Liberale stimmen Tories bei umfassenden Kabinettsbefugnissen im Haushaltsgesetz zu
Die Bundesliberalen haben am Montag einem Vorschlag der Konservativen zugestimmt, der neue Kabinettsbefugnisse im Rahmen des umstrittenen Haushaltsgesetzes mit Schutzmechanismen versieht.
Das Haushaltsumsetzungsgesetz der liberalen Regierung, Bill C-15, sieht vor, dass Bundesminister vorübergehend Einzelpersonen oder Unternehmen von bestimmten nicht-strafrechtlichen Bundesgesetzen ausnehmen können – eine Maßnahme, die von der Regierung als „Regulatory Sandboxes“ bezeichnet wird.
Einige Parlamentsmitglieder zeigten sich besorgt über die Vergabe so weitreichender Befugnisse an das Kabinett, die angeblich zur Förderung von Wettbewerb und wirtschaftlichen Kräften dienen sollen.
Sowohl der interimistische NDP-Vorsitzende Don Davies als auch die Grünen-Chefin Elizabeth May nahmen am Montag an der Sitzung des Finanzausschusses teil, in der die Abgeordneten das Gesetz Abschnitt für Abschnitt durchgingen.
Davies warnte, dass eine solche ministerielle Überschreibung eine „ernsthafte Bedrohung für die demokratischen Grundlagen Kanadas“ darstelle.

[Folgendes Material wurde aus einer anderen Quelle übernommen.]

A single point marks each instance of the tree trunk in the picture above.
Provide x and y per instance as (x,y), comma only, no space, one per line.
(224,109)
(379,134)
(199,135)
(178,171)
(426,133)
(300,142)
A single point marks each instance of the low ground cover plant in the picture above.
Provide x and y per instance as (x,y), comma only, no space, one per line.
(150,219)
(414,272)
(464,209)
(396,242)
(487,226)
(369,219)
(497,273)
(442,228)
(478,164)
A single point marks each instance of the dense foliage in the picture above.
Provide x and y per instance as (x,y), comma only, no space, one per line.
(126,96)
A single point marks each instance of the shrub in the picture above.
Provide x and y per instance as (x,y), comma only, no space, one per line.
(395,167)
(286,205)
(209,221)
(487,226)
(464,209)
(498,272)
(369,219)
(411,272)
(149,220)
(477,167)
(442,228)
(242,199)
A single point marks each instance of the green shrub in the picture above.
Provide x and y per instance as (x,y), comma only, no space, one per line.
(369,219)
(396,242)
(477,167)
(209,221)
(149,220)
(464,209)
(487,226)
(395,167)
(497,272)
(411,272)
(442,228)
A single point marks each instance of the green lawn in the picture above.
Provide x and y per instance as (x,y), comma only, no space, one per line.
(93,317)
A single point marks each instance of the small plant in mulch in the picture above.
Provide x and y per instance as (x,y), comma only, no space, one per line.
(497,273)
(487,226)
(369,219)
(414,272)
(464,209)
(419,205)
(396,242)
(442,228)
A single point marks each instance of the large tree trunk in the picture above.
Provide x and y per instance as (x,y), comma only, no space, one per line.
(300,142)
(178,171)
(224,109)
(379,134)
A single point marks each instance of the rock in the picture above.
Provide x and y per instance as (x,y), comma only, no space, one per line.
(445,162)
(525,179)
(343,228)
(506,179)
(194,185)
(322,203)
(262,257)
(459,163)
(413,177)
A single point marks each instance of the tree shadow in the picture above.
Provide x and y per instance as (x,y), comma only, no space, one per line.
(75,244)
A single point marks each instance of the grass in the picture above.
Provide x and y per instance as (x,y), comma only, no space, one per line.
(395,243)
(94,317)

„Schämen Sie sich“, sagte May, nachdem ihre eigene Änderungsanträge zur Einschränkung der Regulatory Sandboxes vom Ausschuss abgelehnt wurden.
Die konservative Abgeordnete und Ausschussmitglied Sandra Cobena äußerte ihre Sorge über die „immense Machtkonzentration“, die der Vorschlag mit sich bringe. Sie brachte Änderungsanträge ein, die „dem dringenden Handlungsbedarf gerecht werden“ und zugleich demokratische Standards wahren sollen.
Die angenommenen Änderungsanträge, die von liberalen Ausschussmitgliedern unterstützt wurden, verpflichten Minister dazu, vor der Anordnung von Rechtsausnahmen die Bevölkerung zu konsultieren und dem Parlament Bericht zu erstatten.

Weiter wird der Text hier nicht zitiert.